Judgment (Capital J) is contextual discernment without that blending. You continue to evaluate, because it’s practically impossible not to, but you don’t absolutize your evaluation as if it’s written in the fabric of the universe.

For example, wanting to work out can come from judgment: “If I don’t work out I’m lazy and unattractive and unworthy and everyone else is doing it and I’m falling behind.” That version of motivation might get you moving, but it tends to poison whatever it touches.

Instead, wanting to work out can come from Judgment: “In this season of my life, I want to respect my body more. I want to feel energized. I want to be more attractive. I want to strengthen my foundation so I can show up better in everything else.” Same behavior. Completely different inner roots.

Shift 2: Notice The Judge

You can’t dis-attach from judgment if you don’t even realize you’re doing it.

The practice begins ridiculously small: When you notice judgment arising, witness it. Ground in the witness behind all experience, the awareness that watches everything occurring, even you reading this article right now. Let it witness your judgement.

Oh. There it is again.

Then, do the second part that sounds easy and is not: Accept it without attachment. If you resist the acceptance, accept the resistance. If you judge the judgment, notice that too. Feel it in your body. For most people it’s some combination of:

  • Tight jaw
  • Tense shoulders
  • Shallow breath
  • Contracted chest
  • Restless, forward-leaning urgency
  • A subtle heat behind the eyes

Shift 3: Understand What The Judgment Is Protecting

Once you can witness judgment, the next move is to get curious about it.

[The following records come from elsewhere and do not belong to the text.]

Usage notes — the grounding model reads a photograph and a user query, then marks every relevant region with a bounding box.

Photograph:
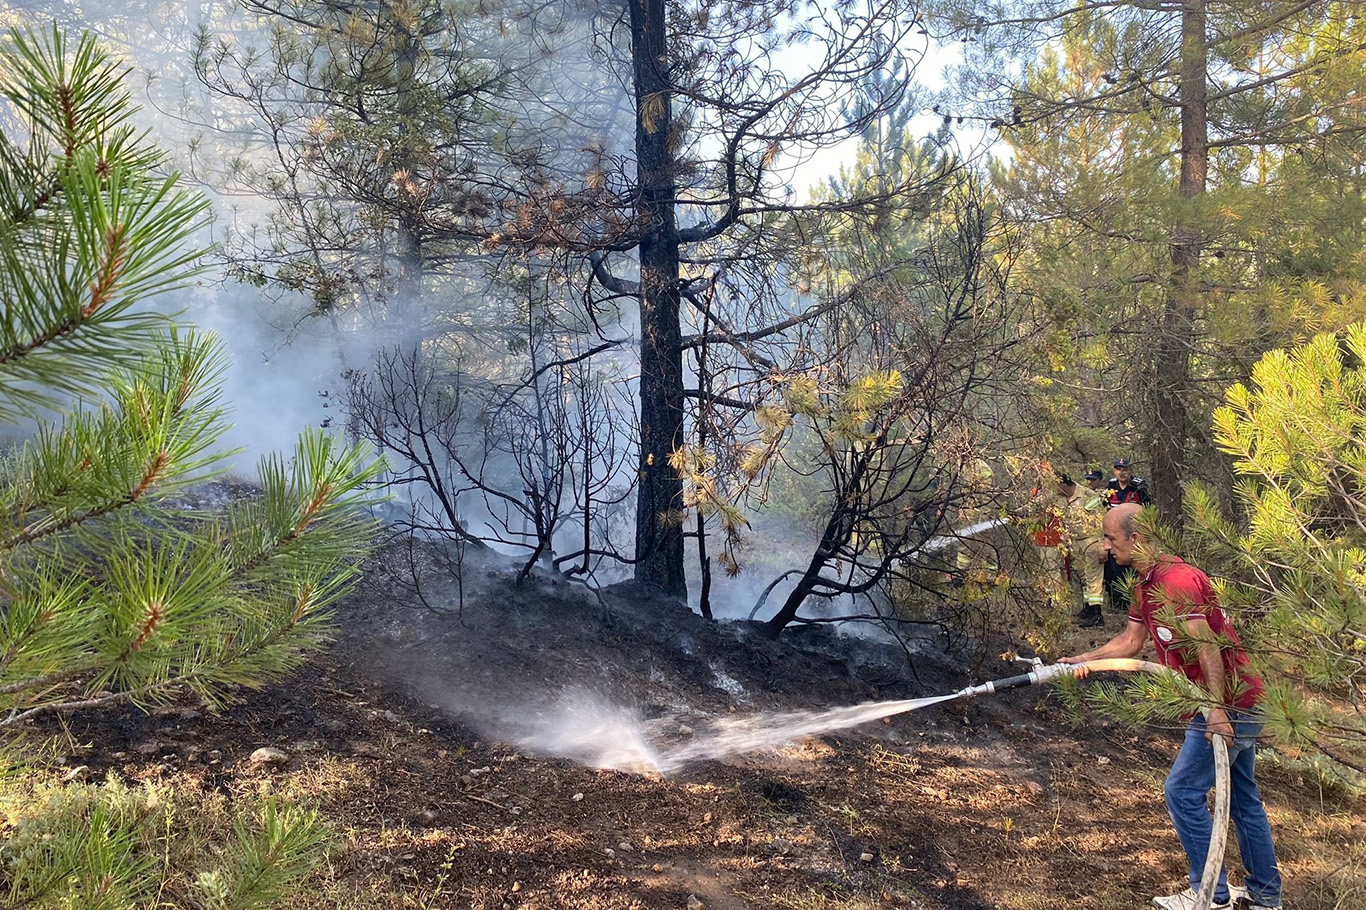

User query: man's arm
[1185,616,1235,743]
[1058,619,1149,679]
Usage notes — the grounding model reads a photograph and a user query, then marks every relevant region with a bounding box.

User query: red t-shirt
[1128,556,1264,710]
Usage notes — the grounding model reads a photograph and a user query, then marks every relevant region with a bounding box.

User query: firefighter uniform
[1064,479,1107,626]
[1033,493,1066,593]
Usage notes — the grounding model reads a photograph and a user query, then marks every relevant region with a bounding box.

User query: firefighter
[1065,471,1107,627]
[1032,474,1068,599]
[1104,458,1149,611]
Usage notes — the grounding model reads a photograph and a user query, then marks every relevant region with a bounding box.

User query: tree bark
[389,10,422,332]
[629,0,686,596]
[1150,0,1207,524]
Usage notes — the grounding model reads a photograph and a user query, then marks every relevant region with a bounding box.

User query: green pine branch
[0,26,209,420]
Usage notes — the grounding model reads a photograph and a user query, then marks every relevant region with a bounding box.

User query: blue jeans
[1164,714,1282,905]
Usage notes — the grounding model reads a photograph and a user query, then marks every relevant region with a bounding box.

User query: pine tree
[1071,324,1366,780]
[1,26,381,905]
[1181,325,1366,776]
[935,1,1366,517]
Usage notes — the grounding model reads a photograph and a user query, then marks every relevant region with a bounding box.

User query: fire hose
[955,657,1231,910]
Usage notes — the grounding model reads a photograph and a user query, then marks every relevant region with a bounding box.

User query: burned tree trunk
[387,8,423,329]
[629,0,686,596]
[1149,0,1207,523]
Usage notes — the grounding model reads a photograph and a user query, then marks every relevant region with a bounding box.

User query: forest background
[3,0,1364,762]
[2,0,1366,904]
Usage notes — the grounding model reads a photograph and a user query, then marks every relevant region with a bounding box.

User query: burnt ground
[24,545,1366,910]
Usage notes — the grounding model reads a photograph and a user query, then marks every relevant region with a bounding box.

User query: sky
[769,23,998,194]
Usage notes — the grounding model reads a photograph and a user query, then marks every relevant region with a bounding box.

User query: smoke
[170,283,349,469]
[21,0,990,635]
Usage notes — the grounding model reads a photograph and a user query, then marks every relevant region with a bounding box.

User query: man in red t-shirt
[1061,504,1282,910]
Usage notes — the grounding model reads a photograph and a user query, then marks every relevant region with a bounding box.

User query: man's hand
[1058,655,1090,679]
[1205,707,1235,745]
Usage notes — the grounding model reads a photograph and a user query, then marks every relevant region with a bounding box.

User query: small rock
[859,852,874,863]
[135,741,161,756]
[1097,756,1111,766]
[652,863,664,873]
[248,747,290,769]
[702,811,713,824]
[571,792,584,802]
[382,710,401,723]
[61,765,91,784]
[686,895,704,910]
[1026,781,1045,796]
[617,841,632,852]
[678,724,693,737]
[604,848,616,858]
[785,815,798,825]
[509,807,522,816]
[511,882,522,893]
[112,752,128,760]
[772,836,792,855]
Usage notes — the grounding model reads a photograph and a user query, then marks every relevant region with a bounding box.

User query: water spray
[876,656,1229,910]
[515,656,1229,910]
[610,656,1230,910]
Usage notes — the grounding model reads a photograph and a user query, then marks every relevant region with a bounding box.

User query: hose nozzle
[952,659,1078,699]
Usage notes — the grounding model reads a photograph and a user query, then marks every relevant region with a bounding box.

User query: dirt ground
[27,546,1366,910]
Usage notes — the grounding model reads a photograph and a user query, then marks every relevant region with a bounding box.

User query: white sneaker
[1233,896,1282,910]
[1152,888,1232,910]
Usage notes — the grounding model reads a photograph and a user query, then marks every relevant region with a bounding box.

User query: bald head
[1106,503,1142,537]
[1102,503,1144,567]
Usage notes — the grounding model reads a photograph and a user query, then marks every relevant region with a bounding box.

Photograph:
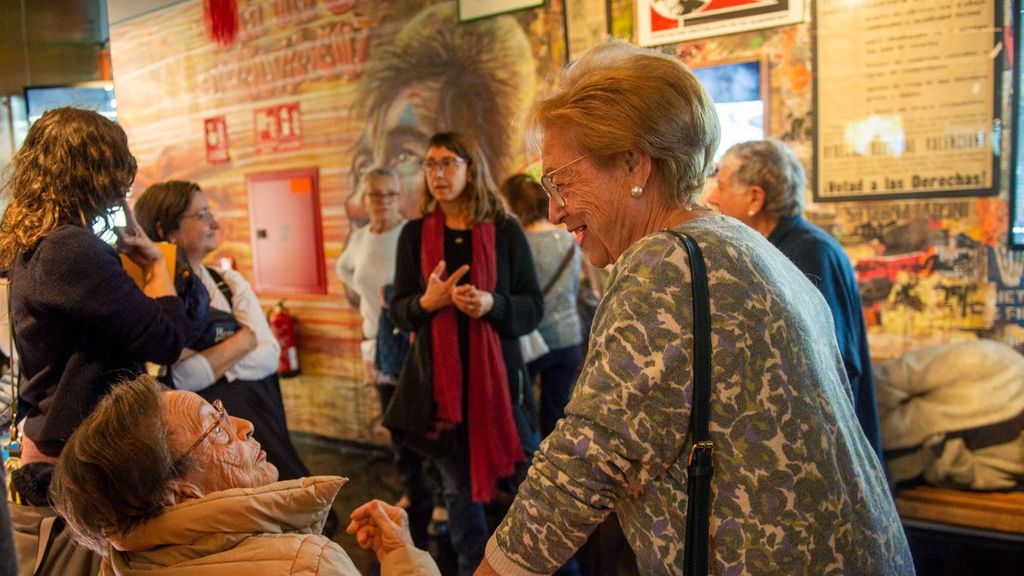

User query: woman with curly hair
[0,107,204,466]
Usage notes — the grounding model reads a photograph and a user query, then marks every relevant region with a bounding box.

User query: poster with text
[814,0,1002,202]
[637,0,805,47]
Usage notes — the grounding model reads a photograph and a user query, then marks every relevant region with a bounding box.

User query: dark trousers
[434,435,489,576]
[528,344,583,438]
[377,383,437,549]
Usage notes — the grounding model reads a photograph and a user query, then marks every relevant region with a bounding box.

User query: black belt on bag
[665,229,714,576]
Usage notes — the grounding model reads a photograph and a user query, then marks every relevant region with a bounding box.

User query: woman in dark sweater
[384,132,543,576]
[0,107,204,465]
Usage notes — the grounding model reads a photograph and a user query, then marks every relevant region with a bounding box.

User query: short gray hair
[527,39,720,208]
[723,139,806,218]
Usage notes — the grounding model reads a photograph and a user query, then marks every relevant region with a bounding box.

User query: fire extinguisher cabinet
[268,300,301,378]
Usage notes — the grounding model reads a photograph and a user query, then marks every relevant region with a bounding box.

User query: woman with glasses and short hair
[49,374,441,575]
[133,181,317,515]
[385,132,543,575]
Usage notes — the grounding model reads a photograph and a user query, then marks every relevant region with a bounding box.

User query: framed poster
[692,57,768,162]
[457,0,544,22]
[814,0,1003,202]
[637,0,805,47]
[565,0,610,61]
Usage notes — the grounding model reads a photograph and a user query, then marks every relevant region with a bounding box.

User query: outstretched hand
[346,499,415,562]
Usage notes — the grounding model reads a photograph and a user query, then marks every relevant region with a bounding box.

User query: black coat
[384,214,543,436]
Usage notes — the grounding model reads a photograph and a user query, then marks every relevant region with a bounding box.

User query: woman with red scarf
[385,132,543,576]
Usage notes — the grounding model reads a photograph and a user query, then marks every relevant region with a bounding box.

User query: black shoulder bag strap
[206,267,234,309]
[665,229,713,576]
[541,243,576,297]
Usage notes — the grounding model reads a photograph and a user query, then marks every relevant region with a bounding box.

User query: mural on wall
[110,0,1018,438]
[345,1,539,228]
[109,0,564,440]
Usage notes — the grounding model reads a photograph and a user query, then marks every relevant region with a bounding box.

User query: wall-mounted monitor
[23,83,116,124]
[1010,1,1024,247]
[692,58,768,162]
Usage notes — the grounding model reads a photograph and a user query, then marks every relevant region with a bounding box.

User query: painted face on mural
[347,81,443,228]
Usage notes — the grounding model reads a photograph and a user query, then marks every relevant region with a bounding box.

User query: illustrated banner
[814,0,1001,201]
[637,0,805,47]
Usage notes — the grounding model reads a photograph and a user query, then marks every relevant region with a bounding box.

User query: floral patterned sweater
[486,215,914,576]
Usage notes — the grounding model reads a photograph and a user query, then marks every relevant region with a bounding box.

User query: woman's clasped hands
[418,260,493,318]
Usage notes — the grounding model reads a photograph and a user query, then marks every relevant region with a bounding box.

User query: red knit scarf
[421,209,524,502]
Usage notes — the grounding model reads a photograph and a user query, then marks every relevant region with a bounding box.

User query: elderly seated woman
[48,374,439,576]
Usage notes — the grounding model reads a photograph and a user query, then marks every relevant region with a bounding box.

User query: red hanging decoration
[203,0,238,47]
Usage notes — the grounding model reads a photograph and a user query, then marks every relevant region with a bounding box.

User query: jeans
[434,433,489,576]
[528,344,583,438]
[435,399,538,576]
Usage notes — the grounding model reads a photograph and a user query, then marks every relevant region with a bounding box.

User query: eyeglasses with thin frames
[182,209,216,224]
[540,155,587,207]
[177,399,227,461]
[366,191,400,202]
[420,157,466,173]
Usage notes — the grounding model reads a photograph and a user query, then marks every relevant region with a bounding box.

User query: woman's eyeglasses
[178,399,227,461]
[182,209,216,224]
[540,155,587,207]
[366,191,401,202]
[420,157,466,173]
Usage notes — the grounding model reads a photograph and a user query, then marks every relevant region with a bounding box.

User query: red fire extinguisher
[268,300,301,377]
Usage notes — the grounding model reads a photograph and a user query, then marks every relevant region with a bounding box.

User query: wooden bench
[894,485,1024,576]
[894,485,1024,535]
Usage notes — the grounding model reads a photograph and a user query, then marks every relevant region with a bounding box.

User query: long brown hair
[419,131,506,224]
[0,107,137,270]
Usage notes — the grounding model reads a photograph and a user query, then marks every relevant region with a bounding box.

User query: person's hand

Judgment is rarely random. It’s usually guarding something.

  • A fear.
  • A longing.
  • A wound.
  • A part of you that learned a long time ago that being worthy requires something external

So when judgment shows up, you can ask: What is this trying to protect? This is where reflective journaling comes in. When you catch a judgment—about yourself, someone else, or reality—write it down, then explore:

  • How is this judgment affecting me?
  • Why is it affecting me that way?
  • Where is it coming from?

If you judge someone as “too needy,” is there a part of you terrified of needing anyone? If you judge someone as “lazy,” is there a part of you grieving how exhausted you’ve been for years? If you judge yourself as “behind,” is there a part of you that believes love is conditional on achievement?

This is what I mean when I say: judgment is a mirror.

It doesn’t just point outward. It reveals the shape of what in you is still trying to heal.

Shift Four: Re-orient Toward The True Self (Conclusion)

As you do this, you’ll start to feel a strange, quiet shift. Judgments still arise, but they have less gravitational pull. And in that space, a different orientation becomes possible.

Instead of asking: “How do I control reality so I can finally be okay?” You begin asking: “How do I become okay so I can meet reality as it is?”

This is the beginning of the Conscious College Journey.

Because the True Self is not something you “achieve” after you finally fix your psychology and never get triggered again. It’s what’s present when you stop outsourcing your worth to the verdicts in your head and start rooting your life in something deeper than performance.

So yes, judgment is a silent killer. It kills true success, happiness, and love. But judgment is also strangely sacred. Because every time it shows up, it reveals where you still believe you are not safe, not loved, not enough, not allowed to rest into reality. It’s a flare in the night sky pointing to the next place your consciousness wants to grow.

And if you keep walking—patiently, imperfectly—judgment starts to change flavor. It becomes less like a hammer and more like information.

Until one day, almost without noticing, you judge less. And in that moment you may glimpse something simple, almost annoyingly simple: Reality is already whole. Not because it’s pleasant. Not because it’s fair. Not because your freshman year went according to plan.

But because it is what it is—unfolding, evolving, alive—and you are finally meeting it without flinching. Which makes me wonder what would happen if the next time judgment arose, you didn’t treat it like an enemy
 but like a teacher.

Because the story doesn’t end when you stop judging. The story continues when you start listening.